I'm trying to reshape()
some time-varying data in R. I am working with the following dataset:
dframe <- structure(list(participant_id = structure(c(48L, 43L, 51L, 28L, 35L, 65L), .Label = c("PRA", "RA", "ASD", "LAD", "ASDGZV ", "RAGSD", "GREA", "SDFDSA", "DSFG", "FHJ", "RQGA", "AESFD", "RGAV", "FGHDF", "HSGD", "FDGH", "ASDF", "AGSD", "SADF", "SADF", "SF", "XV", "ASDCV", "ASDF", "ASDG", "SDF", "XCVZ", "ZXCV", "ASGV", "SAFDV", "ASDF", "SDFV", "SAFD", "SAFD", "AGS", "FDSGVX", "WAFDS", "DSAZC", "SADCZX", "SADFCX", "DSAFC", "FDSGV", "ADSCXZ", "SDFACZ", "SADFCZ", "AFSDZX", "EAWFDSZ", "FDVCZX", "SADZC", "FSADCZ", "AESFDZC", "WAFDSZC", "SDFC", "FSADC", "DSZXC", "SDAFC", "AFSDZC", "WFADS", "FSDVC", "GSDHBXC", "EFWADSCXZ", "EWAFDSC", "AFDSCZ", "AWEFDC", "AGSFV"), class = "factor"), baseline_pupilsize = c(6, 6, 7, 6, 6, 6), baseline_coe = c(11.19, 13.6, 3.96, 7.64, 6.12, 6.92), baseline_rcb = c(16.74, 25, 25, 18.37, 25, 25), final_pop = c(NA, NA, 7.1, 8, 6, NA), final_coe = c(NA, NA, 5.9263624, 4.89, 11.98, NA), final_rcb = c(NA, NA, 25L, NA, NA, NA)), .Names = c("participant_id", "baseline_pop", "baseline_coe", "baseline_rcb", "final_pop", "final_coe", "final_rcb"), row.names = c(NA, 6L), class = "data.frame")
These are time-varying data from a longitudinal study, and a subset of a much larger dataset that I'm importing from source files. I'd like to extract the values pop
, coe
and rcb
for both the baseline
and final
study visits (in my complete dataset there are several visits in between, which I've omitted for the purposes of this question).
I can do the following:
reshape(dframe,idvar='participant_id',v.names = c('pop','coe','rcb'),varying = 2:length(dframe),direction='long')
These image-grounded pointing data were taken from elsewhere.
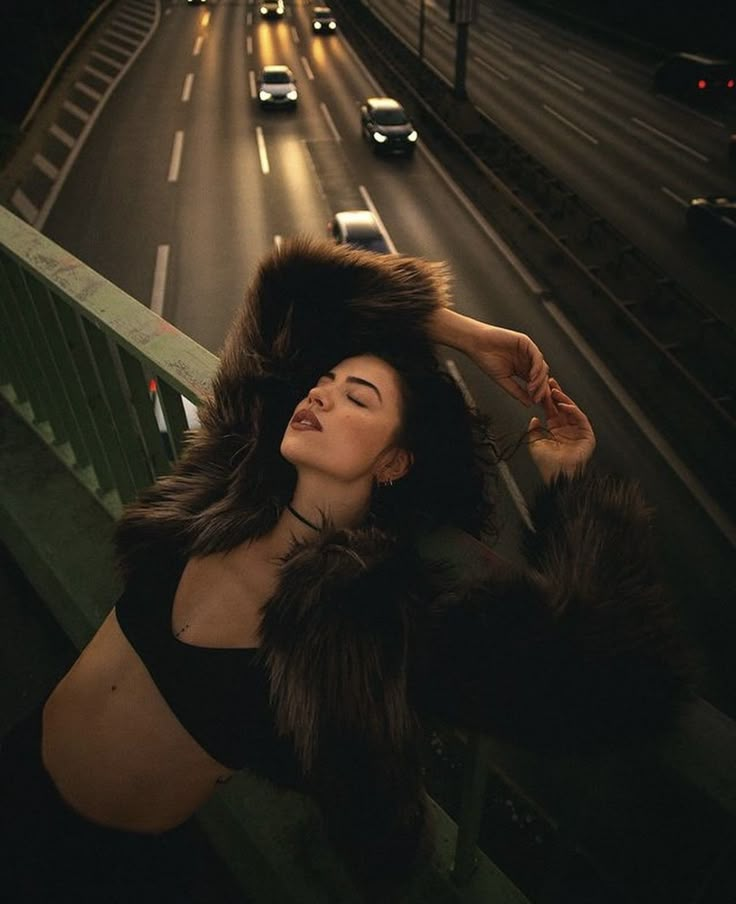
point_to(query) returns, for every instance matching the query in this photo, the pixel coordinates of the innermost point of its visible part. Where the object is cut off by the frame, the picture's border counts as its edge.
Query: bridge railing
(76, 359)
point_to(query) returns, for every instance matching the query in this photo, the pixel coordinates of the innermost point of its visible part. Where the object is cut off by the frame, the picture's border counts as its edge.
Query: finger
(515, 391)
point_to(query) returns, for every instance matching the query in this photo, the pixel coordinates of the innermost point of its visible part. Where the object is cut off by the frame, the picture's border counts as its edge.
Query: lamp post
(421, 31)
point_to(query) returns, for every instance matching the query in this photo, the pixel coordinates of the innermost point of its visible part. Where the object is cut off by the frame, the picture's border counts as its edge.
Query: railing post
(475, 779)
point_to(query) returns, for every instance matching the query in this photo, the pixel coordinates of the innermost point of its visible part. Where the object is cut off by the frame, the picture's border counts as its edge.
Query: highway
(184, 183)
(589, 113)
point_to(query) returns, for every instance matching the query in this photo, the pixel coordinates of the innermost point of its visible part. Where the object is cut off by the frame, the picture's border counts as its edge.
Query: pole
(461, 59)
(421, 30)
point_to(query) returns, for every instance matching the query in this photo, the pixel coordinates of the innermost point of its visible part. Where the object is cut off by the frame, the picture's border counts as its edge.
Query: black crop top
(220, 696)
However, this ends up with the values that should be in pop
being labelled as coe
. The documentation for reshape2
tells me I should explicitly reference the varying
values to avoid 'guessing'. So, I try this instead:
reshape(dframe,idvar='participant_id',v.names = c('pop','coe','rcb'),varying = c('baseline_pop','baseline_coe','baseline_rcb','final_pop','final_coe','final_rcb'),direction='long')
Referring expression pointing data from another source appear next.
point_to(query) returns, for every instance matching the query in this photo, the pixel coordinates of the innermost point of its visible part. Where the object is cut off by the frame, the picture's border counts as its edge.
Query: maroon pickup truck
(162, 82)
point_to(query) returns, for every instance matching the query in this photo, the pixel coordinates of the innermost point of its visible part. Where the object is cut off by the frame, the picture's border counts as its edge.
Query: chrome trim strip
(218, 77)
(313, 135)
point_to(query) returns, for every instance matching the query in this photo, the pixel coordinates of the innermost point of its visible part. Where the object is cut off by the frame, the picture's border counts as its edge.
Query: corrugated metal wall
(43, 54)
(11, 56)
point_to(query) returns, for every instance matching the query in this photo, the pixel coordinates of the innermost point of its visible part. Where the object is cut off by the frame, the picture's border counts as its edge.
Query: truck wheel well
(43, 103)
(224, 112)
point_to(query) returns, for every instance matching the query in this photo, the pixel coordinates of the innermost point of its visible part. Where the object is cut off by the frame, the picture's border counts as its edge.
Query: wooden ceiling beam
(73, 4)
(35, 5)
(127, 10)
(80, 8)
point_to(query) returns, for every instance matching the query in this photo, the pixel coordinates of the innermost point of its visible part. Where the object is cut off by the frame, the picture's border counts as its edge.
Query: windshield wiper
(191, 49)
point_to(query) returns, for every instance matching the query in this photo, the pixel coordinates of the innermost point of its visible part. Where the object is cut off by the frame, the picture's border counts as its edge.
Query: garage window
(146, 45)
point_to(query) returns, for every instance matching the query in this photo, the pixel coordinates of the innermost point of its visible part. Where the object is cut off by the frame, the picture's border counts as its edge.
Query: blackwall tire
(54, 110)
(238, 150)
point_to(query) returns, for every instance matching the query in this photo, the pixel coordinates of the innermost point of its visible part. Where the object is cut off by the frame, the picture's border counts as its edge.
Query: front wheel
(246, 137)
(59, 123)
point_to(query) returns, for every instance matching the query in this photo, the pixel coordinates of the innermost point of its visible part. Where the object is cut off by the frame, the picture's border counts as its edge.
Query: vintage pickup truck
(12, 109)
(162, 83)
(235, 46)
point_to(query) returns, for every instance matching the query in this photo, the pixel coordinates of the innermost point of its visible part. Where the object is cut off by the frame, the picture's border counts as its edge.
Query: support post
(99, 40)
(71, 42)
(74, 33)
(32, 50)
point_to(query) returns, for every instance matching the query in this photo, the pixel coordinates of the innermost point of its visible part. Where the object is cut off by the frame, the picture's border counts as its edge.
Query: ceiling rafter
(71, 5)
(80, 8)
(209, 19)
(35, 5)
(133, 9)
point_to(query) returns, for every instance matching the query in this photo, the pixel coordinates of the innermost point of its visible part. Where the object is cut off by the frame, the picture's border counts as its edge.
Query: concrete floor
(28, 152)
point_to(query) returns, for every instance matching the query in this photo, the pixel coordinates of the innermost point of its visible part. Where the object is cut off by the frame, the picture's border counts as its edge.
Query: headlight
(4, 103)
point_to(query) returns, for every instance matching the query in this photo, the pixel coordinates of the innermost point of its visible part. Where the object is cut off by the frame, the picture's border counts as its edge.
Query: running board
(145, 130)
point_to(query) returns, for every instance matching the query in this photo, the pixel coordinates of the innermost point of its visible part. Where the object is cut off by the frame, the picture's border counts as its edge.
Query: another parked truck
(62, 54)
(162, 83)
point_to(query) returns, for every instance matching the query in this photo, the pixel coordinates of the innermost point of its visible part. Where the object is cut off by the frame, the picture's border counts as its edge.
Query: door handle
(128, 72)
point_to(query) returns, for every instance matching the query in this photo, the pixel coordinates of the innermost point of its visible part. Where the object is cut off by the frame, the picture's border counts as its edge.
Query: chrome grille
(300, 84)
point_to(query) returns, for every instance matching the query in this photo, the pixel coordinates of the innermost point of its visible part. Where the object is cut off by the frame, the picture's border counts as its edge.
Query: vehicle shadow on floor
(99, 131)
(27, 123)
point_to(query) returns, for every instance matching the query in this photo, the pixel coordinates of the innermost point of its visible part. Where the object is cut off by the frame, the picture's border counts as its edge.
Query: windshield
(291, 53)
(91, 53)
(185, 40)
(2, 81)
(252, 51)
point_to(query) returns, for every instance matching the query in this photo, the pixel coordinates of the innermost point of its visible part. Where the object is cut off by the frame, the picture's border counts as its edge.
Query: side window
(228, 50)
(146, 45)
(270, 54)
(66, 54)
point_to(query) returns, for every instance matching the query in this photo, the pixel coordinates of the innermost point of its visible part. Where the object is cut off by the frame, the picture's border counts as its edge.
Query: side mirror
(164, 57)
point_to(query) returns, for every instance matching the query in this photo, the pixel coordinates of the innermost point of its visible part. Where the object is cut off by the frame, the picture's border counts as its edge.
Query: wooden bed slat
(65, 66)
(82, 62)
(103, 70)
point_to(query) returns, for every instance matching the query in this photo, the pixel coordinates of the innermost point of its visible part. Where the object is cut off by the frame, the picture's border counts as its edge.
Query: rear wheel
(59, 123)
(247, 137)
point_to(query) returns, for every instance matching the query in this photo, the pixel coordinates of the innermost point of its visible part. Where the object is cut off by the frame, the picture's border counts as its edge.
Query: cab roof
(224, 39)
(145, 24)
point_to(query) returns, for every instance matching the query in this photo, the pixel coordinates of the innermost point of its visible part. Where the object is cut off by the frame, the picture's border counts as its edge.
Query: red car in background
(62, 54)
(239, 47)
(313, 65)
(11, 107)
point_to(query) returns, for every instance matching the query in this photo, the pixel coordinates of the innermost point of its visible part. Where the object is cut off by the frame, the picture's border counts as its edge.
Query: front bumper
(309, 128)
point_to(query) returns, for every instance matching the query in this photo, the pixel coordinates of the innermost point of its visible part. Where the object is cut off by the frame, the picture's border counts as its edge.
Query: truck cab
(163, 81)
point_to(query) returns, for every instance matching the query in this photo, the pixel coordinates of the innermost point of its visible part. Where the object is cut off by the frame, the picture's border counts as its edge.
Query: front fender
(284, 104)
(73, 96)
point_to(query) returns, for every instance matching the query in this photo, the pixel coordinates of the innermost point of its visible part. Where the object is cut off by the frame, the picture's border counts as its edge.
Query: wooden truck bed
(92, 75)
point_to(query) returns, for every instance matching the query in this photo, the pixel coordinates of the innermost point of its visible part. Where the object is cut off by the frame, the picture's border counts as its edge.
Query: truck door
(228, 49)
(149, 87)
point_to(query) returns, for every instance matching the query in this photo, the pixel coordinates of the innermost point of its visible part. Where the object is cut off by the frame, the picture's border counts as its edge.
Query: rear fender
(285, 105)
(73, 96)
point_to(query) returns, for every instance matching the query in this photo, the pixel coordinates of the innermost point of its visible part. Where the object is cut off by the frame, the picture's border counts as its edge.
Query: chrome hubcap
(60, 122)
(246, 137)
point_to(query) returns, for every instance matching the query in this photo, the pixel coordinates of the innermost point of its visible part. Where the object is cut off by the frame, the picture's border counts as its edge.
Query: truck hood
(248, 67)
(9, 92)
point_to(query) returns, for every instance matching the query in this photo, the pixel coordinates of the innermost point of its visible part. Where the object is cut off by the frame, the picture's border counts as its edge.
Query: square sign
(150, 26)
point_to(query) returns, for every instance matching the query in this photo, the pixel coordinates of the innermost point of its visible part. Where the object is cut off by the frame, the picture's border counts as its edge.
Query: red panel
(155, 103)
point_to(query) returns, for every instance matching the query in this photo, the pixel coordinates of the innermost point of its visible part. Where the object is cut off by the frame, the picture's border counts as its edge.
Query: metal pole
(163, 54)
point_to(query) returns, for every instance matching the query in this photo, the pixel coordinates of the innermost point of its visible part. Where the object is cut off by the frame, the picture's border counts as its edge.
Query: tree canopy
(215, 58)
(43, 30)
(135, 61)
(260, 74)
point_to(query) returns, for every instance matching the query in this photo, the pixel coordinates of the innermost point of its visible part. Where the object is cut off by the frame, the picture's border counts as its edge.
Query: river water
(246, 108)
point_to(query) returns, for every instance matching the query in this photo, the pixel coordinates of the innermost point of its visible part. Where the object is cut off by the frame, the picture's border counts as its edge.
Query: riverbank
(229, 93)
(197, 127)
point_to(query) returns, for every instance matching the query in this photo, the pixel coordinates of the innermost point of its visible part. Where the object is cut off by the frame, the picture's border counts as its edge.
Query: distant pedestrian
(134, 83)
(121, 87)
This results in exactly the same output, despite naming the varying
argument explicitly. What am I doing wrong? Presumably, pop
ends up with coe
's values due to alphabetisation, but I can't understand why this has happened since I have now declared the varying
argument explicitly...
EDIT: The expected output would be as follows:
participant_id time pop coe rcb
FDVCZX 1 6 11.19 16.74
ADSCXZ 1 6 13.6 25
AESFDZC 1 7 3.96 25
ZXCV 1 6 7.64 18.37
AGS 1 6 6.12 25
AGSFV 1 6 6.92 25
FDVCZX 2 NA NA NA
ADSCXZ 2 NA NA NA
AESFDZC 2 7.1 5.926362 25
ZXCV 2 8 4.89 NA
AGS 2 6 11.98 NA
AGSFV 2 NA NA NA
However, as you will see, the pop
values end up in the coe
column, and vice versa.